Ernst Johannes Wigforss (January 24 1881–2 January 1977) was a Swedish linguist (dialectologist), mostly known as a prominent member of the Social Democratic Workers' Party and Swedish Minister of Finance. Wigforss became one of the main theoreticians in the development of the Swedish Social Democratic movement’s revision of Marxism, from a revolutionary to a reformist organization. He was also inspired and stood ideological close to the ideas of Fabian Society and the Guild Socialism and inspired by people like , R. H. Tawney, L.T. Hobhouse and J. A. Hobson.He made contributions in his early writings about Industrial democracy and Workers' self-management.
Born in the town of Halmstad in Halland in south-western Sweden, Wigforss studied at Lund University from 1899 and completed a doctorate in 1913 with a dissertation on the dialect of south Halland, becoming docent in Scandinavian languages at the university the same year. He taught at the gymnasium in Lund (Lunds högre allmänna läroverk) 1911-1914 and as lecturer of German and Swedish at the Latin gymnasium in Gothenburg from 1914.

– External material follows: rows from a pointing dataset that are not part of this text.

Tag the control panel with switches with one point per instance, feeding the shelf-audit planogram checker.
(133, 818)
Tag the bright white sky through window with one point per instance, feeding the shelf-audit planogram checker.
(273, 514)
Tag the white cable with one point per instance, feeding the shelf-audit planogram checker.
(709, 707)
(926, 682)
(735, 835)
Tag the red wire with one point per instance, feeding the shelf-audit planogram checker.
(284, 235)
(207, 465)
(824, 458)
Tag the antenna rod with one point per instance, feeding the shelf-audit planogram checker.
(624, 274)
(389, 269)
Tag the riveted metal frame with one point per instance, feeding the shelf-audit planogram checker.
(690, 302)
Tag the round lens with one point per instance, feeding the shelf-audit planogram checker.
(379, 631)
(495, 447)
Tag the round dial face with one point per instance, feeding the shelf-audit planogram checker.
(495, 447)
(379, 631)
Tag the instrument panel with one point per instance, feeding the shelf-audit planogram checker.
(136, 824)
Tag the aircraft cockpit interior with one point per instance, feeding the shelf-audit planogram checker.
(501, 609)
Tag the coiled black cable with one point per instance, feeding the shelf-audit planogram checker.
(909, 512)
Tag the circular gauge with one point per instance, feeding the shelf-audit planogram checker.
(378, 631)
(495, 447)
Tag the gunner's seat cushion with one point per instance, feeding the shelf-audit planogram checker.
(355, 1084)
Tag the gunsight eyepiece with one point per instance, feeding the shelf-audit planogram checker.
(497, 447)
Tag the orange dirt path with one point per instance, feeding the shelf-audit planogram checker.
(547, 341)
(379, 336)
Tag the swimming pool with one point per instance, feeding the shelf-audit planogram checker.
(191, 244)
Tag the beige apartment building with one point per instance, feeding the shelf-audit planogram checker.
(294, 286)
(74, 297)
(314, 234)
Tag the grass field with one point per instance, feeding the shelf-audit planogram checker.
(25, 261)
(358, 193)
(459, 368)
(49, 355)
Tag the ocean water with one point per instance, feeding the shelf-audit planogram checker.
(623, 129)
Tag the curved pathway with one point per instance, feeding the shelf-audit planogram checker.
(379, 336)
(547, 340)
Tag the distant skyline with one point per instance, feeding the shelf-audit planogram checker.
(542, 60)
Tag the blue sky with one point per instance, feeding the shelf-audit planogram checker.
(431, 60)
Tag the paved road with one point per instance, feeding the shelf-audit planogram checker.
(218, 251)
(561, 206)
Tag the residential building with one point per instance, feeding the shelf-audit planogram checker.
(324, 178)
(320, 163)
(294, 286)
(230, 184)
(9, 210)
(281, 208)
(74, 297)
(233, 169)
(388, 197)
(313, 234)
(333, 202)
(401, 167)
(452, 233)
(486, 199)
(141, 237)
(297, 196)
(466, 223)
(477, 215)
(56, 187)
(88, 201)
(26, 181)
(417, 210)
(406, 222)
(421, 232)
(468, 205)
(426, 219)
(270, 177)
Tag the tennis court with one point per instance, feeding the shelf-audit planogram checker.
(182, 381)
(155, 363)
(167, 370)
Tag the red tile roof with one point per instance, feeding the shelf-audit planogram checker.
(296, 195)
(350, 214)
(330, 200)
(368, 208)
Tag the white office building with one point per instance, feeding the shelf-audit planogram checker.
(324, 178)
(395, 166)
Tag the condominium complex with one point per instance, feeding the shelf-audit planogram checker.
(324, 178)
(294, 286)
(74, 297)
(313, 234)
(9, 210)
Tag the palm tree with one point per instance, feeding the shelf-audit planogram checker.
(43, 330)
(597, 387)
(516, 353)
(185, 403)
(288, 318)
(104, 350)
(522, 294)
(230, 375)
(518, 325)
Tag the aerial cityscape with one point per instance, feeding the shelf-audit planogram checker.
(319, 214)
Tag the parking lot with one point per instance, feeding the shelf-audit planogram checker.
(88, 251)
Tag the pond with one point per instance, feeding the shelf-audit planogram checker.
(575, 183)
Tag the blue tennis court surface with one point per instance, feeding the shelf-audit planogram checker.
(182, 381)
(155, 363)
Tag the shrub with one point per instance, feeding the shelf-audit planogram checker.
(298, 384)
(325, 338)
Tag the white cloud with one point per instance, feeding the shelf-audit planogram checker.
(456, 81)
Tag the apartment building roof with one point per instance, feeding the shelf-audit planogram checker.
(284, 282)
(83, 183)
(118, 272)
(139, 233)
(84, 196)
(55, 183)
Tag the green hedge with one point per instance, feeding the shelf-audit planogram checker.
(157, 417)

Wigforss had published on political issues before completing his dissertation work and was in 1919 elected a social democratic member of the First Chamber of the Swedish Parliament, representing Gothenburg, where he became member of various committees. He was appointed member of the third cabinet of Hjalmar Branting in 1924, after Branting's resignation in January 1925 that of Rickard Sandler, and was made temporary Minister of Finance on 24 January, 1925 when Fredrik Thorsson fell ill, succeeding Thorsson on 8 May of the same year, following his death. The Sandler cabinet resigned on June 7, 1926.
Some say that Wigforss' economic policies were strongly influenced by John Maynard Keynes, but it's more likely to argue that he anticipated Keynes, as he proposed counter-cyclical economic policy before becoming minister of finance from 1932 until 1949. But it is perhaps more accurate to claim that his main economic influences came from Knut Wicksell and he inspired the younger people like Gunnar Myrdal and the Stockholm school ,that worked in the same direction as Keynes at the same time. John Kenneth Galbraith writes in his book A History of Economics: The Past as the Present, 1991, that it would be more fair to say "The Swedish Economic Revolution" than the "Keyneisan revolution" in economics, and that Wigforss was first in this transformation of the economical thinking and practice.
In his pamphlet Har vi råd att arbeta? (can we afford working?), widely believed to have won the 1932 elections for the Social Democrats, he made fun of the Liberal theory that cuts is the proper remedy of economic downturns. Although he is considered as the creator of the Swedish high-tax economy, controversies with Minister for Social Affairs Gustav Möller (who would have preferred taxing to have been even higher) prevented both from being elected party chairman and Prime Minister at the death of Hansson.
After his resignation, Wigforss continued until his death to write and speak of political issues and was considered as one of the most innovative and daring Social Democrat politicians. For example he supported the anti-nuclear movement of the fifties and contributed to the discontinuation of the Swedish nuclear arms programme in 1962.